The mimic you must not miss
Here's the trap. Restrictive cardiomyopathy produces nearly identical "the heart can't fill" symptoms — but there the muscle itself is stiff and the pericardium is innocent. The distinction is enormous, because constriction can often be cured by surgically stripping off the bad pericardium, while a stiff muscle gets no benefit from that operation at all.
| Feature | Constrictive pericarditis | Restrictive cardiomyopathy |
|---|---|---|
| The stiff part | The pericardium (the sac) | The myocardium (the muscle) |
| Pericardial thickness | Often thickened | Usually normal |
| Calcification | Can be present, very suggestive | Absent |
| Septal bounce on cine | Classically present | Usually absent |
| Fix | Pericardiectomy can help | Pericardium surgery won't help |
Don't treat a normal-thickness pericardium as a free pass. A meaningful minority of surgically proven constriction has a pericardium that measures normal — so if the filling physiology screams constriction, trust the physiology (septal bounce, respiratory variation) over the ruler.

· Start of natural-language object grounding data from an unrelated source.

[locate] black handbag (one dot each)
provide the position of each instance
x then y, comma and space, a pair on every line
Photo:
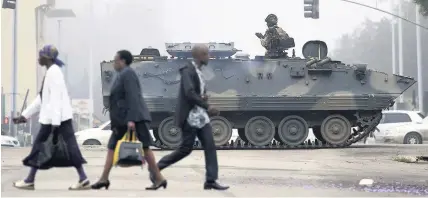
128, 151
54, 152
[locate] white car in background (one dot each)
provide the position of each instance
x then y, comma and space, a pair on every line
402, 127
8, 141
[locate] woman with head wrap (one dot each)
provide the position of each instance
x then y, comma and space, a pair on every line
55, 116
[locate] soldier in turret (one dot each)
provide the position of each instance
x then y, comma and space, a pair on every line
273, 36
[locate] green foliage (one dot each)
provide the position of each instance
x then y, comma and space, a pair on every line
423, 6
372, 42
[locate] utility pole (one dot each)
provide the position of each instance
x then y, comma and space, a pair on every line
400, 44
394, 45
419, 61
15, 68
91, 97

This overlap is exactly why constriction and restrictive cardiomyopathy are taught as a matched pair — same symptoms, opposite culprits.
The one thing to carry out
When the heart can't fill, ask whose fault is it — the bag or the muscle? CT finds the calcified, leathery sac; MRI shows you whether it's actively inflamed (bright on LGE, possibly treatable) or burnt-out scar, and catches the tattletale septal bounce. Get the bag-versus-muscle answer right and you've pointed the patient toward the operation that helps — or saved them from one that wouldn't.